— Молчи! — свирепо рявкнул Рейч. — Если мы когда-нибудь поссоримся, я назову её как угодно: дурочкой, глупышкой, вздорной теткой, балдой, да мало ли ещё как. Она тоже может обозвать меня как угодно. Но любые слова забываются, когда помиришься.
— Это тебе так кажется. Погоди, ещё попомнишь меня. Рейч побледнел как полотно.
— Мама, — сказал он, — вы с отцом вместе уже почти двадцать лет. С отцом трудно спорить, но, бывало, вы ссорились и спорили. Я слышал своими ушами. Но разве хоть раз за эти двадцать лет он произнес то слово, из-за которого ты бы почувствовала, что ты — не человек? А я, если уж на то пошло? Я и сейчас этого сделать не могу, хотя я жутко зол. Жутко!
По лицу Дорс, на котором не так ярко, как на лицах Рейча и Селдона, отражались эмоции, трудно было догадаться, какая борьба происходит внутри неё, но она просто лишилась дара речи и ничего не ответила Рейчу.
— А на самом деле ты просто ревнуешь из-за того, что Манелла спасла отцу жизнь. А ты хочешь, чтобы это было доступно только тебе, тебе одной. Ну хорошо, у тебя это не вышло, так что же? Ты бы предпочла, чтобы Манелла не пристрелила Андорина и чтобы папа погиб. И я тоже?

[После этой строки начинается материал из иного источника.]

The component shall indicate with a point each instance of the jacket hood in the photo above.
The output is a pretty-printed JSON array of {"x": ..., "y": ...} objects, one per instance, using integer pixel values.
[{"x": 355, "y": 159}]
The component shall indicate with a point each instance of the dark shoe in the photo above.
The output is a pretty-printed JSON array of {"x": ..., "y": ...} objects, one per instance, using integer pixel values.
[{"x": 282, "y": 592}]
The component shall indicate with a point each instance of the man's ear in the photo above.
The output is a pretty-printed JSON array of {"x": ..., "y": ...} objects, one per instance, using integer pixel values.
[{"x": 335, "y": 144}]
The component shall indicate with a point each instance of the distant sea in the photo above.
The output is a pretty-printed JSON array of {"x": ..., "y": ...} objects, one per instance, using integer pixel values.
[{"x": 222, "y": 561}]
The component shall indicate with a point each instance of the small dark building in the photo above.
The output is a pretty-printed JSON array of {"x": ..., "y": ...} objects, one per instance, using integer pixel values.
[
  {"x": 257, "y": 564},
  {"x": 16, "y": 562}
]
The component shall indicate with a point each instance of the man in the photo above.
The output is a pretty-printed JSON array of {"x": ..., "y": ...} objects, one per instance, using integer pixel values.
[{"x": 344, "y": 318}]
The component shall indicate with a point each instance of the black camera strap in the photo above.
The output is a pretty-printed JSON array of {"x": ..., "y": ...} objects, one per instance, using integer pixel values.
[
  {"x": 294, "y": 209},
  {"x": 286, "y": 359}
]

Дорс, задыхаясь, проговорила:
— Он же… не пустил меня… пошёл сам встречать… садовников.
— Манелла тут, извини, ни при чем.
— Так ты из-за этого хочешь жениться на ней? Тобой движет благодарность?
— Нет. Любовь.
Больше ни слова до самой свадьбы Дорс Рейчу не говорила, а Манелла после церемонии бракосочетания сказала мужу:
— Хотя твоя мама и явилась на церемонию, потому что ты её упросил, вид её был подобен одной из тех грозовых туч, что собираются в небе над куполом.
Рейч весело рассмеялся.
— Не дури, у неё не такое лицо, чтобы она могла быть похожей на грозовую тучу. Это у тебя воображение разыгралось.
— Вовсе нет. Что же нам такое сделать, чтобы она подобрела?
— Ничего. Терпеть. У неё это пройдёт.
Увы, не прошло.
Через два года после свадьбы родилась Ванда. Во внучке Дорс души не чаяла — Рейч с Манеллой просто нарадоваться не могли, но мать Ванды для матери Рейча так и осталась «этой женщиной».
Гэри Селдон боролся с меланхолией. Все как сговорились: Дорс, Рейч, Юго, Манелла наперебой убеждали его в том, что шестьдесят лет — это ещё не старость.
Ничего они не понимают. Ему было тридцать, когда мысль о психоистории впервые пришла ему в голову. Через два года он выступил со знаменитым докладом на Конгрессе математиков, а потом всё сразу обрушилось на него: короткая встреча с Клеоном, знакомство с Демерзелем и бегство от мнимой погони по всему Трентору… встреча с Дорс… потом с Юго и Рейчем… а ещё был Микоген, Даль, Сэтчем…
В сорок лет он стал премьер-министром, а в пятьдесят ушёл в отставку. Теперь ему шестьдесят.
Уже тридцать лет он потратил на психоисторию. Сколько ещё лет уйдёт на это? И сколько лет ему суждено прожить? Может быть, он умрет, а Психоисторический Проект так и не будет завершен?
«Нет, не моя смерть пугает меня, — думал Селдон. — Пугает меня именно незавершенность работы над Проектом».
Вздохнув, он встал с кресла и отправился навестить Юго Амариля. В последние годы они виделись не так уж часто, поскольку работа над Проектом разрослась необычайно. В первые годы, когда они работали в Стрилингском университете, их было всего двое — Селдон и Юго, и больше никого. А теперь…
Амарилю было уже под пятьдесят — тоже годы нешуточные, и он как бы угас. Не в смысле работы, конечно, нет, он по-прежнему был душой и телом предан психоистории, и больше у него в жизни не было ничего: ни женщины, ни друзей, ни хобби, ни светской жизни. Амариль, близоруко моргая, посмотрел на вошедшего в лабораторию Селдона, а тот не сумел скрыть молчаливого сочувствия. Да, Юго сильно изменился внешне — отчасти потому, что не так давно вынужден был подвергнуться офтальмологической операции — сказались непрерывные нагрузки на зрение. Видел он теперь прекрасно, однако ещё не успел освоиться после операции, а потому часто моргал, и выражение лица у него было какое-то сонное.
— Ну, какие соображения, Юго? — спросил Селдон. — Виден ли свет в конце тоннеля?